Remarkably, the blockchain system has evolved into building concepts that were not originally intended for a decentralized ledger technology. Such will be the case of Estonia’s proposed e-Residency Project, powered by the Nation itself, and expected to be a platform that builds a digital nation for global citizens. Virtual reality is one thing, however, a virtual community based on a real-life landmass is novel.
Although, the programme started in 2014, the programme is currently moving at a fast pace and is receiving the cooperation it requires and its community is growing exponentially. It was originally intended for location-independent entrepreneurs and non-Estonians who had interest in investing in the country without physically being present.
Back in August, 2017, the Estonian government proposed its own currency based on the blockchain – a national cryptocurrency, which would have made them the first country whose currency was decentralized. However, it received an astonishing reprimand from the higher-ups, as Estonia is a country under the EU jurisdiction and euro is the central currency, for Estonia to have its own separate currency was unacceptable. Whereas, crypto enthusiasts were excited and embraced the idea of a country finally accepting the responsibilities of cryptocurrencies.
More so, the responses of crypto entrepreneurs are no different from previous crypto projects, they wouldn’t mind purchasing estcoin, even if at the moment all the coin is, ‘a solution looking for a problem’.
Estonia’s objectives implied are honorable, as they intend to increase their income per capita, through the networks built on the e-Residence platform. They suppose these networks will increase the number of investors and startups in Estonia relatively from a global pool.
Virtual residency, has a way of reducing immigrants, while improving the economy of the host nation through an interactive system.

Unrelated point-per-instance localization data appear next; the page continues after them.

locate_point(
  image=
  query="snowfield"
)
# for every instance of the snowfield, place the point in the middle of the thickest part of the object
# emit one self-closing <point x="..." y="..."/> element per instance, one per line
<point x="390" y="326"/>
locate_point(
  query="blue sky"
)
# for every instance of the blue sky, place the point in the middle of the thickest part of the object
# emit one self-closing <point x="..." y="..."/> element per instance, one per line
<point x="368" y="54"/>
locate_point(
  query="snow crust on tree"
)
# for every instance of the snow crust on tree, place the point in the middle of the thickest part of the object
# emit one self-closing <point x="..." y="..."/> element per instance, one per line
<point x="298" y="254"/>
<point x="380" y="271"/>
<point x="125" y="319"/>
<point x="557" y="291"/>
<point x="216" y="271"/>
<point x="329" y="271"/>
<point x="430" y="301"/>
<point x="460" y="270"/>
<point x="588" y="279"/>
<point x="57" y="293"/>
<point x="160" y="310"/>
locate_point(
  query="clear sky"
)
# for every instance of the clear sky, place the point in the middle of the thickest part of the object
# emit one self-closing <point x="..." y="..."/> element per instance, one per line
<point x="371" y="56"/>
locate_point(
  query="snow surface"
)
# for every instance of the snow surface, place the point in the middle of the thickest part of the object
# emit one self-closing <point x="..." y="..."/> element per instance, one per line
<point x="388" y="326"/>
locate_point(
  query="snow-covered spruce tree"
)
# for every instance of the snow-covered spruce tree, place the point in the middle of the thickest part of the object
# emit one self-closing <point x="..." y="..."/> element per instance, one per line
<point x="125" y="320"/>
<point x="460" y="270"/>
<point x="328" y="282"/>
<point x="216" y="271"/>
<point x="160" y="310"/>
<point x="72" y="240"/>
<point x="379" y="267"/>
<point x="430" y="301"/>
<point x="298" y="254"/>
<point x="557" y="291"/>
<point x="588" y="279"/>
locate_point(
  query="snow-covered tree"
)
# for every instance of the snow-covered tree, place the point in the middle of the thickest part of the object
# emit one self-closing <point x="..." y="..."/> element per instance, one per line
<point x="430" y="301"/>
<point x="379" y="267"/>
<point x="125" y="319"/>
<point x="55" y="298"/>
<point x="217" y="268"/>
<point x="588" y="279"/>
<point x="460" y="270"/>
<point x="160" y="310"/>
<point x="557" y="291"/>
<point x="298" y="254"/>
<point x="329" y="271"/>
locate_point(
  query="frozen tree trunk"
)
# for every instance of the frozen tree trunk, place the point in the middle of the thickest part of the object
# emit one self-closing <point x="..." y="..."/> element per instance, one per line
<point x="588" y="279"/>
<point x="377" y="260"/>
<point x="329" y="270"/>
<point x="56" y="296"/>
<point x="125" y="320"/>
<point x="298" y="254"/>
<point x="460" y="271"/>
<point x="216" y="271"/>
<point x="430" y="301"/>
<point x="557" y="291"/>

It is clear that the e-Residency programme does not grant immigration rights, however, it only grants access to limited opportunities in the nation to include company registration, banking services and online payment processing.
Finally, by democratizing entrepreneurship globally and enabling the rise of location-independence, Estonia’s e-Residency has found a purpose that aligns with the blockchain network.
One very impressive outlook of the programme, is their ability to improve from data assessment recorded as users’ and community feedback.
With Estonia’s proposed ICO for their e-residency programme, it is clear that the divide between traditional systems or government institutions, and the new age technology the blockchain represents are getting thinner. Estcoin’s view of decentralization further proves this point, as they perceive no single entity should have control over the economy of the digital nation and in fact, would require Public-Private Partnership to coordinate the affairs of the ecosystem.